Flexjet accepted delivery of its first Gulfstream G650 at the Global Headquarters in Cleveland, Ohio Friday Oct. 6, 2017. (Jason Miller/AP Images for Flexjet)

Fractional and lease sales at Flexjet grew by 17% in the first half of 2018, when compared to the same period the previous year.

The increase in sales was driven by new business, which jumped by 76% over the period.

“During the past several years Flexjet has delivered the fractional industry’s youngest fleet, expanded service overseas and introduced innovative programs such as our Red Label by Flexjet premium offering. The results of this investment are clear: Strong growth, driven in large part by the satisfaction of current Owners,” said Michael Silvestro, CEO, Flexjet. “The growth we have achieved is only a start as we strive every day to be the world’s premier private jet travel provider.”

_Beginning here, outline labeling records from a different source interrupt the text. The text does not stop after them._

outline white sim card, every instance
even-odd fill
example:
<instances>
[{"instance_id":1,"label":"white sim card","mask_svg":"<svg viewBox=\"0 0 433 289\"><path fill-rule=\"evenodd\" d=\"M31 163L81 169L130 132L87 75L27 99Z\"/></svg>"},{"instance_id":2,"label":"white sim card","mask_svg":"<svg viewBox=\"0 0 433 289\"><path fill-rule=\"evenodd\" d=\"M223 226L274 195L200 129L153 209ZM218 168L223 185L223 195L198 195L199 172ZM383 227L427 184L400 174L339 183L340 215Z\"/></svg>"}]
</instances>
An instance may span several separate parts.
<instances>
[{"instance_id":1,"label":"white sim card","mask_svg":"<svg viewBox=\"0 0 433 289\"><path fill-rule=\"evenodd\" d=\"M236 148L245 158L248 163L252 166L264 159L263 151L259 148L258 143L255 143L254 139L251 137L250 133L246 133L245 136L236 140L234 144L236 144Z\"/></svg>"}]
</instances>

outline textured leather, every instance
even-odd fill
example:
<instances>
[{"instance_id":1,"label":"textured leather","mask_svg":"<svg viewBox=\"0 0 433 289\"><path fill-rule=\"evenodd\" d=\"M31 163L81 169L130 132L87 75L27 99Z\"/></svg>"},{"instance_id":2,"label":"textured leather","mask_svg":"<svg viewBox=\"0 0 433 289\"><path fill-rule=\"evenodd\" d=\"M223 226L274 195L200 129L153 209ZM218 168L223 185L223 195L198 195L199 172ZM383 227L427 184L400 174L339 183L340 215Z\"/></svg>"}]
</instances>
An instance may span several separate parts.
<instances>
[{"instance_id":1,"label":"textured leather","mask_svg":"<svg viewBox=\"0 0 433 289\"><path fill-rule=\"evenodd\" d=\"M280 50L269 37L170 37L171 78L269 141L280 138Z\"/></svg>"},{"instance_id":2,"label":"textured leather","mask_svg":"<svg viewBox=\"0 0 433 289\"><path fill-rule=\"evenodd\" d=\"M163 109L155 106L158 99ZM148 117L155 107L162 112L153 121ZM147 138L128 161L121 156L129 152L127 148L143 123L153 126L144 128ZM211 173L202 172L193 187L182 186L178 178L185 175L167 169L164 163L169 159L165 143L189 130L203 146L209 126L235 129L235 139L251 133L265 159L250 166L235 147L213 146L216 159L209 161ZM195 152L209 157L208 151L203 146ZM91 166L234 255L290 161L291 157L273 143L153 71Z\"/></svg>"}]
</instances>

Flexjet is expecting to have taken delivery of 19 new business jets by the end of the year. Aircraft types to be delivered include the Phenom 300, Legacy 450 and Challenger 350. Additional Gulfstream G650s are also due to be delivered, doubling the fleet size from two aircraft to four.

The company says that it has seen an increase in demand for long flights and that it saw an increase of 100% in Gulfstream G450 sales during the first half. This is in direct contrast to the Argus data published earlier in the month that notes that large-cabin flight hours for fractional operators were flat.

During the first half of the year, the firm also launched ‘Corporate Solutions by Flexjet’: a new division that extends the company’s corporate flight department’s offerings, by proposing hybrid fractional solutions and supplemental lift as and when needed.